Rechter's career expanded in the 1940s, as did the scope of his work. He designed buildings for kibbutzim such as Tel Amal and Kfar Menahem, and for villages. He also designed the Beit Hapoel complex in Haifa's Hadar area, together with Sharon. It included the Galei Hadar municipal swimming pool, a movie theater, a club and a sports auditorium. The innovative combination of uses would be considered daring even today. Unfortunately this complex has been abandoned, a gloomy reminder of the time when Hadar was Haifa's main district, and Modernist architecture was more appreciated.

In his final decade, the 1950s, Rechter designed some of his most impressive projects: Jerusalem's Binyanei Ha'uma (International Convention Center), the first state building in the government complex in Jerusalem; Mann Auditorium in Tel Aviv, together with Dov Carmi; the Sprinzak convalescent home in Nazareth; and the Kaplan and Meir hospitals, in Rehovot and Kfar Sava, respectively. These were extremely productive years, during which he focused on both the urban and the national scales while continuing his search for a local architectural identity.

Despite his great importance on the local architectural scene, Rechter has remained a fairly obscure figure. With the exception of an exhibition in his honor in Tel Aviv in 1961, one year after his death, and the biography written by Prof. Ran Shehori in the 1980s, the majority of his work is unknown to many, and even the iconoclastic Mann Auditorium is now fighting for its very future and identity.

The gallery hosting the new exhibition, Spaceship ("Hahalalit), at 70 Hayarkon St. in Tel Aviv, is in a building that was designed by Rechter in the mid-1930s. It was built as a luxurious apartment for the building's owners, the Deblitzky family, and in the 1950s it was converted into the architectural offices of Aryeh Sharon. In 2007 it was repurposed by Halbrecht and now operates as an independent cultural center with a gallery, apartments and studios for rent.

The curators note that most of the buildings in the exhibition (which will move at the end of November to Beit Berl, in Kfar Sava) were built in the 1930s and 40s, and hint at the early development of Rechter's style. "One of the salient characteristics of Rechter's that we discovered during the curating process was his ability to achieve something and then to try out a completely different direction," Halbrecht says. "That is a little of what we are trying to show."

On the gallery wall is a sketch for a luxurious Modernist villa that was never built. "There are moments when he sits down and suddenly designed a detached conceptual project," Mashiach-Gordon explains. "It is a design with no patron, and we don't know where to locate it in time, a kind of urban villa with all kinds of ideas together. On the one hand, pillars like Le Corbusier and on the other hand a ribbon window and a rounded wall. He has gathered many ideas into a single entity."

This fantastic drawing, like the other materials for the exhibition, came from Rechter Architects, now headed by Zeev's grandson, Amnon. An archive of this type is not merely a collection of beautiful freehand sketches or impressive perspective drawings from the mid-20th century. It is above all an important source of information, bursting with blueprints and original documents in inverse proportion to its accessibility to the public - and to architects.

When decades of fruitful activity remain without any thorough research, this has a direct influence on the condition and force of the Rechters' buildings.
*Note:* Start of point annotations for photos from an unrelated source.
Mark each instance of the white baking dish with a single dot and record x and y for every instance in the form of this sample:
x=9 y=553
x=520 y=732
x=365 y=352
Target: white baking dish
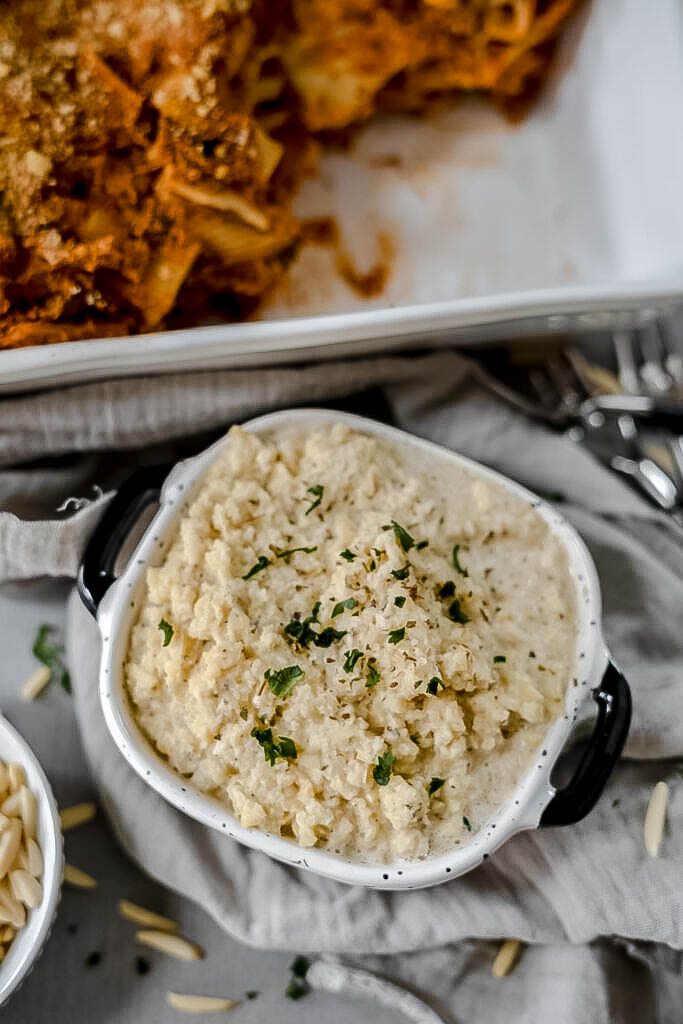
x=534 y=801
x=570 y=220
The challenge facing the three curators, together with Rechter Architects, is to use the momentum created by the exhibition to reveal more about this extensive activity. There is undoubtedly sufficient material in the archives for several more exhibitions on Zeev Rechter, to say nothing of the work of his son Yaakov and those who continue in his footsteps. The Helena Rubinstein Pavilion, which Zeev Rechter designed in the 1950s, with his son Yaakov and with Dov Carmi, would be a suitable location for this.